Simulating Stimulus-Specific Variability in Population Receptive Field Mapping

Poster No:

2077 

Submission Type:

Abstract Submission 

Authors:

David Linhardt1, Siddharth Mittal2, Michael Woletz1, Christian Windischberger2

Institutions:

1Medical University of Vienna, Vienna, Austria, 2Medical University of Vienna, Vienna, Vienna

First Author:

David Linhardt  
Medical University of Vienna
Vienna, Austria

Co-Author(s):

Siddharth Mittal  
Medical University of Vienna
Vienna, Vienna
Michael Woletz  
Medical University of Vienna
Vienna, Austria
Christian Windischberger  
Medical University of Vienna
Vienna, Vienna

Introduction:

Population receptive field (pRF) modeling quantifies the organizational properties of visual cortex areas by mapping locations in the visual field to corresponding regions in the cortex.
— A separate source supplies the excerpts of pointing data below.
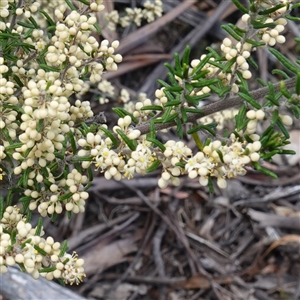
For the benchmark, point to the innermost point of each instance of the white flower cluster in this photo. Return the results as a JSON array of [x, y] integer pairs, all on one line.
[[35, 253], [151, 11]]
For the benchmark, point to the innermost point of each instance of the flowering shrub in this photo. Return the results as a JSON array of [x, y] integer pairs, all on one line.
[[52, 52]]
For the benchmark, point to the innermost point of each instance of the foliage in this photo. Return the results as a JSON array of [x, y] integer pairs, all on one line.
[[52, 52]]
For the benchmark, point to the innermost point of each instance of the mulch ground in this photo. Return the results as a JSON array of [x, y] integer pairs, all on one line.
[[183, 243]]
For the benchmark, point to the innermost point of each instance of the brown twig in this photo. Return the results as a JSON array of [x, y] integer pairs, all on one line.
[[144, 128]]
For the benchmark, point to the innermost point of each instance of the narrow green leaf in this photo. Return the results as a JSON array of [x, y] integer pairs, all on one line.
[[202, 127], [183, 114], [178, 67], [252, 62], [39, 227], [201, 64], [174, 89], [153, 166], [1, 207], [220, 155], [232, 33], [152, 107], [170, 118], [179, 130], [34, 23], [275, 117], [240, 118], [282, 128], [195, 99], [242, 8], [281, 73], [250, 100], [205, 82], [49, 19], [298, 84], [157, 143], [186, 55], [210, 185], [259, 25], [237, 29], [284, 61], [13, 236], [130, 143], [172, 103]]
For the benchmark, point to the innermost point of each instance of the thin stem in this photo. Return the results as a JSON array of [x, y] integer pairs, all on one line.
[[223, 104]]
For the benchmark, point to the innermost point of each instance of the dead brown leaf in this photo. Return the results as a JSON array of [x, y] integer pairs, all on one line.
[[201, 282], [97, 260]]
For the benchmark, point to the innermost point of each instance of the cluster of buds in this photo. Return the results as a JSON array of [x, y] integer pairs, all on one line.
[[38, 256]]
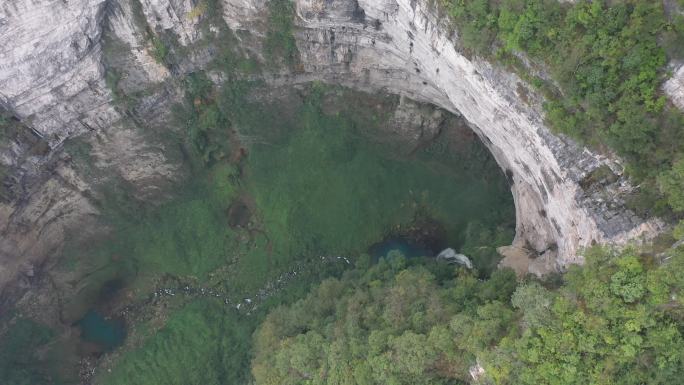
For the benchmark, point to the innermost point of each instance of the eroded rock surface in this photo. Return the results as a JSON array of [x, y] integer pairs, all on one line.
[[53, 78]]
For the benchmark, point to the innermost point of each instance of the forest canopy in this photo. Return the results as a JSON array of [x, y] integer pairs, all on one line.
[[600, 65], [617, 320]]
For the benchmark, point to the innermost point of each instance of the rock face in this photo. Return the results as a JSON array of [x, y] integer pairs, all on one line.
[[53, 78], [674, 87]]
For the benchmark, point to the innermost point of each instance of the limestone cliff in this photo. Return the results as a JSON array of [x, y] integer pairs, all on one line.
[[53, 78]]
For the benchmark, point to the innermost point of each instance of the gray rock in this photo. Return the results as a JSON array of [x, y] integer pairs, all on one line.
[[451, 256]]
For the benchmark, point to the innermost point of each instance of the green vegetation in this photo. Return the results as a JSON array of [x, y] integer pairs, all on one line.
[[275, 186], [608, 59], [618, 320], [20, 361], [203, 343]]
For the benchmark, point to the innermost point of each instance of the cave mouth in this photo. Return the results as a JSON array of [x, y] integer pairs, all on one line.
[[284, 187]]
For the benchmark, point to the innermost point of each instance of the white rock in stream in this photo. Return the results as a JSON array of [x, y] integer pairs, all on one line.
[[451, 256]]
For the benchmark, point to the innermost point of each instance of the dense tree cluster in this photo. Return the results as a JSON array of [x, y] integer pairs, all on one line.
[[617, 320]]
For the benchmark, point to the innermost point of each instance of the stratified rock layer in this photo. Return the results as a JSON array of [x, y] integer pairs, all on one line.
[[52, 77]]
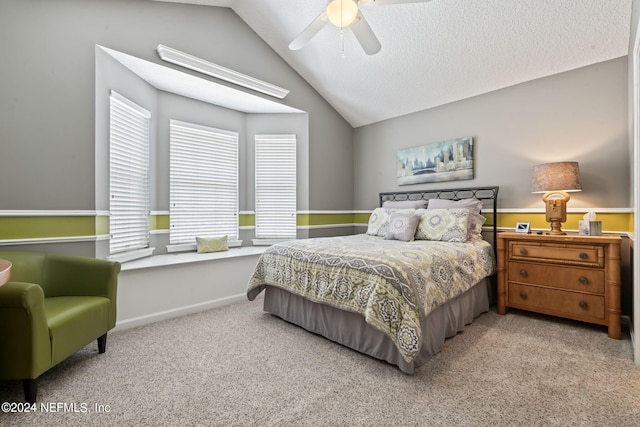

While this method is powerful and reproducible (Linhardt et al., 2022), measurement parameters and analysis choices can significantly influence the results. One crucial factor in pRF is the selection of the visual stimulus variant, as this determines the detection efficiency. Until now, large-scale simulations of pRF parameters have been challenging due to high computational demands. Our lab recently developed GEM-pRF, a fast pRF analysis software, using a mathematical framework which allows for GPU acceleration (Mittal et al., 2024). GEM-pRF is capable of processing thousands of pRF time courses simultaneously. In this work, we utilize these capabilities to simulate the variability of ground-truth time courses for two commonly used stimuli (moving bar and wedge/ring) and compare the results to experimental findings (Linhardt et al., 2021).

Methods:

We simulated ground-truth positions evenly distributed across the visual field (on a 51×51 grid ranging from -9° to 9° visual angle) with pRF sizes s dependent on voxel eccentricity r, following the formula: s(r) = 0.5 + 0.1r. Gaussian white noise was added to the simulated time courses. For each ground-truth position and noisy time course, we estimated pRF parameters (x, y, s) and analyzed the distribution of the estimated parameters for each ground-truth position. To evaluate parameter estimation accuracy, we calculated root-mean-square (RMS) errors across different locations in the visual field.

Results:

Error distributions revealed systematic patterns across the visual field (Figure 1). Both wedge/ring (Figure 1, first row) and bar (Figure 1, first row) stimuli exhibited lower errors near the fovea and increased errors toward stimulus boundaries, likely due to reduced encoding power when pRFs extend beyond the stimulus edge. The third row of Figure 1 shows the differences in RMS error between the two stimuli. In the foveal visual field (<2°), the bar stimulus exhibited slightly higher location errors, whereas in more peripheral regions (2–5°), the wedge stimulus showed higher errors. Outside the 5° visual angle the results show inconsistencies, which likely can be attributed to the proximity to the stimulus edge. These findings align with previous empirical results (Linhardt et al., 2021), where the wedge/ring stimulus yielded higher variance explained in the foveal region, while the bar stimulus outperformed in peripheral areas. A higher variance explained is also associated with reduced inaccuracies in fitting, reflected in lower RMS errors. Similarly, pRF size parameters followed this trend, with higher RMS errors for the bar stimulus in the central 5° and a reversal of this pattern in the periphery. These results confirm that each stimulus type offers distinct advantages for different regions of the visual field.
Supporting Image: RMS_variances_bar_wedge.png
 

Conclusions:

These simulation results provide an objective method for comparing visual stimulation paradigms in pRF mapping by quantifying parameter variability across the visual field. This approach offers valuable insights for optimizing experimental designs in visual neuroscience research and for understanding the inherent limitations of different stimulus configurations.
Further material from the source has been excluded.